Doch das schlichte Fachwerkhaus scheint seine besten Gastro-Jahre schon einige Zeit hinter sich zu haben. Nachdem wir vom Hausherr etwas nonchalant begrüßt wurden, setzten wir uns in den Gastraum, der irgendwo zwischen Weinbeiz und Stammtischkaschemme einzuordnen war. Lediglich vier Tische und ein Thekenbereich, an den sich die dahinter liegende Küche anschloss, waren auszumachen. Über einen Durchgang gelangte man zu einem wesentlich größeren Gastraum, der bei Hochbetrieb oder beim Besuch größerer Gesellschaften ins Spiel zu kommen schien. Oben über der Theke ein Gastro-Mantra älterer Tage: „Das Beste nur aus Küch‘ und Keller, gibt es hier im Gasthaus Weller.“ Na, das kann ja noch heiter werden, dachte ich mir….

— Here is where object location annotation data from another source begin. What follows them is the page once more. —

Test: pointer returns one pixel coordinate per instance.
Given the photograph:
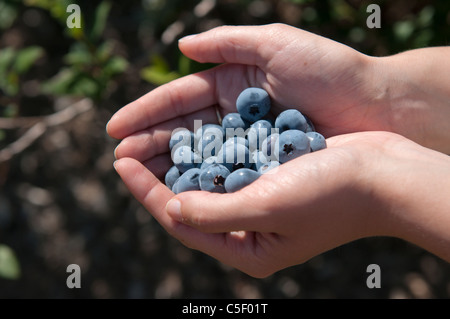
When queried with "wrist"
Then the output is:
(409, 89)
(412, 193)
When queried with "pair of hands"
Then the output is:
(370, 181)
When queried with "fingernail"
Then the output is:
(173, 209)
(115, 150)
(186, 38)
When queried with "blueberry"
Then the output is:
(291, 120)
(234, 121)
(189, 181)
(234, 156)
(208, 161)
(212, 178)
(292, 144)
(270, 146)
(205, 129)
(171, 176)
(257, 133)
(181, 137)
(236, 140)
(184, 158)
(210, 144)
(239, 179)
(258, 159)
(253, 104)
(268, 166)
(310, 126)
(317, 141)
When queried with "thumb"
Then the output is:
(218, 213)
(252, 45)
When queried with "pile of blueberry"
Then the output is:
(225, 158)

Etwas weiter rechts hing über dem Stammtisch ein ausgebreiteter Schal des 1.FC Kaiserslautern, dem Pfälzer Traditionsclub, der scheinbar ähnlich wie das Weinhäusel eben nur noch von dieser lebt. Eine verblüffende Koinzidenz, die mir allerdings erst später in den Sinn kam. Ansonsten war das Innere vom Stil her in den 70ern hängen geblieben. Einfach gehaltene Holzbestuhlung, Eckbänke und Tische im Look früherer Tage. Nicht nostalgisch, sondern eher anachronistisch wirkend.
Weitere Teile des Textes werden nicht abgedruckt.